Accordingly, with respect to the Lewis and Tri-Cities transactions, the Court finds that Defendant breached the contractual rights of Plaintiff to the use of supervisory goodwill and FSLIC cash contributions for regulatory capital purposes and to amortize the goodwill over 40 and 15 years, respectively. Defendant also breached its contractual obligation with respect to the Lewis and TriCities transactions to forbear from exercising its regulatory authority against Plaintiff for failing to meet its regulatory ratio requirements when it imposed restrictions on Plaintiffs operations. With respect to the Central Evergreen transaction, Defendant breached its obligation to permit Plaintiff to use supervisory goodwill for regulatory capital purposes and to amortize it over a period of 12 years.
IV. Breach
As in the Glendale transaction in the initial Winstar case “[t]here can be little question that the application of the FIRREA and the regulations thereunder to deny or restrict plaintiffs’ contractual rights to use supervisory goodwill with the associated amortization periods ... was a breach.” Winstar II, 64 F.3d at 1544. When Plaintiff satisfied the conditions set forth by the contractual documents, “the government’s contractual obligations became effective and required it to recognize and accept the purchase method of accounting for the mergers and the use of supervisory goodwill and capital credits as capital assets for regulatory capital requirements.” Id. at 1545. After FIRREA was enacted and its implementing regulations were promulgated, Defendant prohibited Plaintiff from recording supervisory goodwill and FSLIC cash contributions as assets for regulatory capital purposes and from amortizing the goodwill. It also imposed restrictions upon Plaintiffs operations for failing to meet its regulatory ratio requirements as a result of prohibiting Plaintiff from recording supervisory goodwill and FSLIC cash contributions as assets.
V. Conclusion
Plaintiffs motion for partial summary judgment as to liability is GRANTED and Defendant’s partial motion to dismiss is GRANTED in part, DENIED in part and its motion for summary judgment is GRANTED in part and DENIED in part.4 The parties *616are ORDERED to file, within 10 days, a joint status report as to future proceedings in this case and to include three mutually agreeable dates for a status conference.

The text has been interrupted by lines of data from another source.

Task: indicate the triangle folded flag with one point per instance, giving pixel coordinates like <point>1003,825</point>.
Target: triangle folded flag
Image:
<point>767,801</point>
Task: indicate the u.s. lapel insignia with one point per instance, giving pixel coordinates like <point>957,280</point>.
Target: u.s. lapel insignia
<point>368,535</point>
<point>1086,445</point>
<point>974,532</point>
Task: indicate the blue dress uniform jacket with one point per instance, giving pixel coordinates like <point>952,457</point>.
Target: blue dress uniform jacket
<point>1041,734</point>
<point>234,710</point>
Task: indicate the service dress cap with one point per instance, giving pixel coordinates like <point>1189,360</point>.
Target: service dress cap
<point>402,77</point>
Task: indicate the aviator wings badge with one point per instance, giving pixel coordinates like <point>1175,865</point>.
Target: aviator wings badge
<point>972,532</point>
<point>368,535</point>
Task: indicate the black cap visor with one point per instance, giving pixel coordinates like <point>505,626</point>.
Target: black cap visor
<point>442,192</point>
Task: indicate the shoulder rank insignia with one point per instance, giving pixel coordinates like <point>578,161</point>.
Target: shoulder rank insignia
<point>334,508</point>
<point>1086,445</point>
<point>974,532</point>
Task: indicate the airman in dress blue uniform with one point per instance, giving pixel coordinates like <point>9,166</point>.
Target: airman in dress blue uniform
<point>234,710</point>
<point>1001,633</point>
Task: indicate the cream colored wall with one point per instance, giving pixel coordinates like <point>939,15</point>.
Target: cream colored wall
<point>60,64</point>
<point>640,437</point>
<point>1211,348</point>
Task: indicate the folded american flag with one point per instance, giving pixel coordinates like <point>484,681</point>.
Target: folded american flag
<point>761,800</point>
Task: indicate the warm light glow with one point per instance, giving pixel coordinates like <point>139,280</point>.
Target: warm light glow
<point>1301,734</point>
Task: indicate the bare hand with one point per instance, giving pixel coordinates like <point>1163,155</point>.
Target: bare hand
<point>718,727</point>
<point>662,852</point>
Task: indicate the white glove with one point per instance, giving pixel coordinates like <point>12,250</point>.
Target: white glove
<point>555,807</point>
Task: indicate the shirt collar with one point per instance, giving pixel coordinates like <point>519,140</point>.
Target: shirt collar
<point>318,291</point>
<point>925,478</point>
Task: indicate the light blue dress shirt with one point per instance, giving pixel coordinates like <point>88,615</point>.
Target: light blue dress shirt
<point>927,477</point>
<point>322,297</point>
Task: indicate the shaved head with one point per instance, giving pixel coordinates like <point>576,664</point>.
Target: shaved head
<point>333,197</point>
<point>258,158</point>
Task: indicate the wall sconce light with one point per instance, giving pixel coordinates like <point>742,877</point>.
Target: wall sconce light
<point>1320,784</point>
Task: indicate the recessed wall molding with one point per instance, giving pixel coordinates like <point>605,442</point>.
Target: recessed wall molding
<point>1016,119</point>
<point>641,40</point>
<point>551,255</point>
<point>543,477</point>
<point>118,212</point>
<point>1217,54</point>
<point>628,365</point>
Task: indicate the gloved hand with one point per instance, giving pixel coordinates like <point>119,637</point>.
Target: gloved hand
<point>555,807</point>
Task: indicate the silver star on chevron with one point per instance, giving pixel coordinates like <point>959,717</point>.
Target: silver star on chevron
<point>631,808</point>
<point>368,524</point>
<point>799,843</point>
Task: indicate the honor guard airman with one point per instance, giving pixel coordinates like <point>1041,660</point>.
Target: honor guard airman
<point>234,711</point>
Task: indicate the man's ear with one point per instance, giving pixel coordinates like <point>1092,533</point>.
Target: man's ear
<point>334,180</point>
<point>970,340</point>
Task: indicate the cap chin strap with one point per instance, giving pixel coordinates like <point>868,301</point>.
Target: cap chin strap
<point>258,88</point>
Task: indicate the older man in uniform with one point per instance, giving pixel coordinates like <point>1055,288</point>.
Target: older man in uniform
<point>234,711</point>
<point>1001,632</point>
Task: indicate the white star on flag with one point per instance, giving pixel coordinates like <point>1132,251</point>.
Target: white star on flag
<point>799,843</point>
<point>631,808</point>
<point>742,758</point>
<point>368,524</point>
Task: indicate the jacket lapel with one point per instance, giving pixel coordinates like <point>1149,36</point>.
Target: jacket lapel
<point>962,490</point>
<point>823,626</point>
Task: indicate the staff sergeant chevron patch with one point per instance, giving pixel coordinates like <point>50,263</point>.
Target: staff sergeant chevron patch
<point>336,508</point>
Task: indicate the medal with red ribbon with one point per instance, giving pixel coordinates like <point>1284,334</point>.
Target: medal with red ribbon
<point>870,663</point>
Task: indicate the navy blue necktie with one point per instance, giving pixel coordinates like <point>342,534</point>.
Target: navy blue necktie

. At oral argument, Plaintiffs’ counsel conceded that Plaintiff Sterling Financial Corporation, the parent of Sterling Savings, is not in privily of contract with Defendant. Tr. at 11. Accordingly, any contractual claim by Sterling Financial is dismissed. All foregoing references to Plaintiff in this opinion refer only to Sterling Savings.
. The Government had brought up the procedure as an issue on appeal. The Federal Circuit explicitly mentioned it in its opinion and did not disapprove it.
. To the extent that Plaintiff’s restitution claim in its complaint is an affirmative claim, as opposed to a remedy, that claim is dismissed. At oral argument, Plaintiff stated that it did not oppose the dismissal of its due process claim and its specific performance claim. Tr. at 9. Accordingly, those claims are dismissed. Consideration of the issue of Plaintiff's lack of standing due to the *616issuance of an injunction in the district court proceeding is deferred to the damages phase of this proceeding. Likewise, the issue of whether the FSLIC cash contribution was to be permanently attributed as an asset is deferred to the damages phase of this proceeding. Consideration of any taking claims is deferred until the resolution of all contract claims.